De hecho, aclama la inmortalidad de su amigo por la dulzura de sus tonos:
    Aún están tus voces agradables, tus ruiseñores, despiertos;
    Porque la Muerte, se ha llevado todo, pero a ellos no se los puede llevar.
    Quizá demasiada esperanza en esa línea concluyente...


En la literatura médica, la cuerda vocal es un mero doblez, una pieza de cartílago que intenta estirarse y tocar a su gemelo, así produciendo la posibilidad de efectos de sonido. Pero siento que debe haber una relación profunda con la palabra “cuerda”: la vibración resonante que puede revolver la memoria, producir música, evocar amor, traer lágrimas, mover públicos a la lástima y las masas a la pasión. Podremos no ser, como hemos presumido, los únicos animales capaces de hablar. Pero somos los únicos que pueden desplegar comunicación vocal por placer y recreación pura, combinándose con nuestras otras presunciones de razón y humor, para producir síntesis más elevadas. Perder esta habilidad es ser privado de todo un rango de facultades: es morirse más de un poco.

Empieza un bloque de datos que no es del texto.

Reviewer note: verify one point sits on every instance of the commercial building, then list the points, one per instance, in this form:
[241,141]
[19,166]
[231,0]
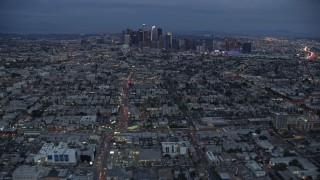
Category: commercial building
[246,48]
[256,169]
[174,148]
[30,172]
[60,154]
[280,121]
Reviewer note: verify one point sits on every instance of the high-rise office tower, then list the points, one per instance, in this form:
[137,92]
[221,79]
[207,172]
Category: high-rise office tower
[208,42]
[154,33]
[246,48]
[169,40]
[143,31]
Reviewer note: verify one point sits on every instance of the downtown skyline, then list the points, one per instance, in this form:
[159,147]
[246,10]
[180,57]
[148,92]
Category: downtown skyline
[294,17]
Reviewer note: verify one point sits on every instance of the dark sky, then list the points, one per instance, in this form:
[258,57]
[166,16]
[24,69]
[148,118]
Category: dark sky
[108,16]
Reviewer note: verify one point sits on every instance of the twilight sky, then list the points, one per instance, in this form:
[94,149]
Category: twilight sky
[108,16]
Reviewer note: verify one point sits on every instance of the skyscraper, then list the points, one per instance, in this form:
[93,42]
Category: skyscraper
[154,33]
[169,40]
[246,48]
[143,32]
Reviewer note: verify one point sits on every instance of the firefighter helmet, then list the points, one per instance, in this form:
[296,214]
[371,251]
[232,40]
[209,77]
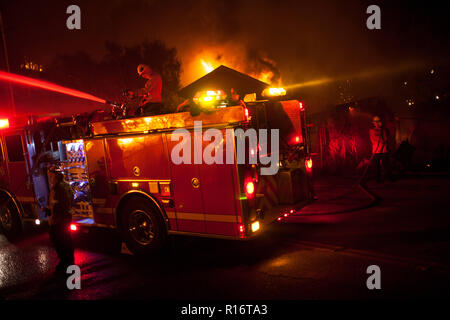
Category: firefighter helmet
[144,69]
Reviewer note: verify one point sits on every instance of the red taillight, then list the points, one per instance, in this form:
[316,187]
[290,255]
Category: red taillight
[4,123]
[241,231]
[308,164]
[249,188]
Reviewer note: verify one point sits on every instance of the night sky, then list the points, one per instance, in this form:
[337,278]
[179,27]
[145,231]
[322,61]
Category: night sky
[306,40]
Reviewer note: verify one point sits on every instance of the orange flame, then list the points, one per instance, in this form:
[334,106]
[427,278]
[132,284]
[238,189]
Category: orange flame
[207,66]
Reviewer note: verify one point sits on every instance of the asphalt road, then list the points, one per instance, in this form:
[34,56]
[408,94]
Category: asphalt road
[314,256]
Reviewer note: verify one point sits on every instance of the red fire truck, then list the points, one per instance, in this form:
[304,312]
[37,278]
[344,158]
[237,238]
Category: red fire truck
[123,176]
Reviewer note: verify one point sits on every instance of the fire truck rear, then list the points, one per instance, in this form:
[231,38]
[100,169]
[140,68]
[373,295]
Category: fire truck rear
[124,177]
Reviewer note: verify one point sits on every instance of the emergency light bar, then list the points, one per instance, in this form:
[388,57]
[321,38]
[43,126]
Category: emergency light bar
[209,98]
[274,92]
[4,123]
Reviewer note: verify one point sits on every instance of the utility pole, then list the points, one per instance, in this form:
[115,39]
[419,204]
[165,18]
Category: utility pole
[5,53]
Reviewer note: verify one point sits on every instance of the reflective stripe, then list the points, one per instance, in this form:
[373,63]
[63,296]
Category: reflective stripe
[104,210]
[98,200]
[201,216]
[26,199]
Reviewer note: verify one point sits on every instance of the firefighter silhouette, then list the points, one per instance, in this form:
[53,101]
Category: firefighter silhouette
[379,137]
[150,101]
[60,216]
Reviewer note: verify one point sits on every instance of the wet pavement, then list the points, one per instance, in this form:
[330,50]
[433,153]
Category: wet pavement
[309,256]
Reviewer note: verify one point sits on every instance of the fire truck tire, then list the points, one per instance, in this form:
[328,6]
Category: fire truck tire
[10,223]
[143,228]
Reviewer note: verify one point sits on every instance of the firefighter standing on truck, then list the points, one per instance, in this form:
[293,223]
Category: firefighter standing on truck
[379,137]
[150,101]
[60,211]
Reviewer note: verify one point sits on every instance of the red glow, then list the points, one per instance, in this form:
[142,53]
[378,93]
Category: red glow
[241,231]
[308,164]
[250,188]
[4,123]
[6,76]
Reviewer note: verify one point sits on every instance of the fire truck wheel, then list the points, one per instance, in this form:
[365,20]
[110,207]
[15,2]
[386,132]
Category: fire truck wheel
[142,227]
[10,223]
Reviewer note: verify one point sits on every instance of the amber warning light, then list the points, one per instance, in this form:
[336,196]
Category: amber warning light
[4,123]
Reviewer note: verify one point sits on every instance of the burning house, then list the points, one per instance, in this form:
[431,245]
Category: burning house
[225,78]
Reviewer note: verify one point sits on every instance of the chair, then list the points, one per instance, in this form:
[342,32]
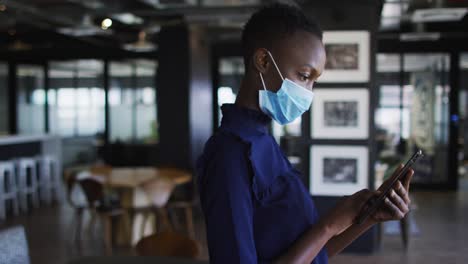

    Mi mayor consolación en este año de vivir muriendo ha sido la presencia de amigos. Ya no puedo comer o beber por pacer, así que cuando ofrecen darse una vuelta es solo por la bendecida oportunidad de hablar. Algunos de estos camaradas fácilmente pueden llenar un salón con clientes ávidos de oírlos hablar: son oradores con los que es un privilegio simplemente seguirles el paso. Ahora, por lo menos puedo escucharlos gratis. ¿Pueden venir a verme? Sí, pero solo en cierto modo. Ahora, todos los días voy a una sala de espera, y veo las terribles noticias desde Japón en el cable (generalmente con subtítulos, para torturarme un poco) y espero a que una alta dosis de protones sea proyectada a mi cuerpo a dos tercios la velocidad de la luz. ¿Qué esperanza tengo? Si no una cura, entonces una remisión. ¿Y qué quiero a cambio? En la más hermosa oposición de dos de las palabras más simples de nuestro lenguaje: libertad de expresión.